- Welcome to Capital Account. The Bureau of Labor Statistics’ monthly jobs report for October revealed an unemployment rate increase of a tenth of a percent to 7.9 percent; however, on a positive note, this increase was due to people entering the labor force, as the Labor Department only counts those with jobs or those who are actively looking for jobs as part of the workforce. An additional 578,000 people joined the labor force in October, edging the labor force participation rate up to 63.8 percent. Also, 171,000 non-farm payroll jobs were added to the US labor force, beating median analyst expectations of 125,000 jobs, according to Bloomberg. These are all signs of an improving labor market and economy, right? But how sustainable is a true recovery given all the stimulus measures in place since 2008? We talk to Mike Shedlock, investment advisor for Sitka Pacific Capital, about what these numbers don’t take into account.
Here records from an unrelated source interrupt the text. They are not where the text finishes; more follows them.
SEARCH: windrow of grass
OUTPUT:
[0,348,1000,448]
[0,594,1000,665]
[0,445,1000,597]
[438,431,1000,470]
Also, the economy has added private sector jobs for 32 consecutive months, amounting to 111.7 million as of October. Yet, the total number of people employed has remained virtually unchanged since President Obama took office: 133.6 million in January of 2009 versus 133.8 million in October of 2012. In addition, wages have not even been keeping up with inflation, according to the BLS. We talk to Mike Shedlock, author of Mish’s Global Economic Trend Analysis, about what wages and standard of living might indicate about a US economic recovery or lack thereof.
And yesterday, ahead of the BLS jobs report, the private staffing and business services firm ADP released its monthly jobs report, which showed that companies expanded payrolls the most in eight months according to press coverage. Economic indicators such as these get a lot of attention when they first come out, but there is very little notice when revisions are later released. We talk to Mike Shedlock about what we can learn from ADP’s revisionist history that may temper our expectations.
Plus in Viewer Feedback, Lauren responds to your comments ranging from Superstorm Sandy’s price gouging, to catastrophe bonds, to why US citizens don’t vote for a third party candidate.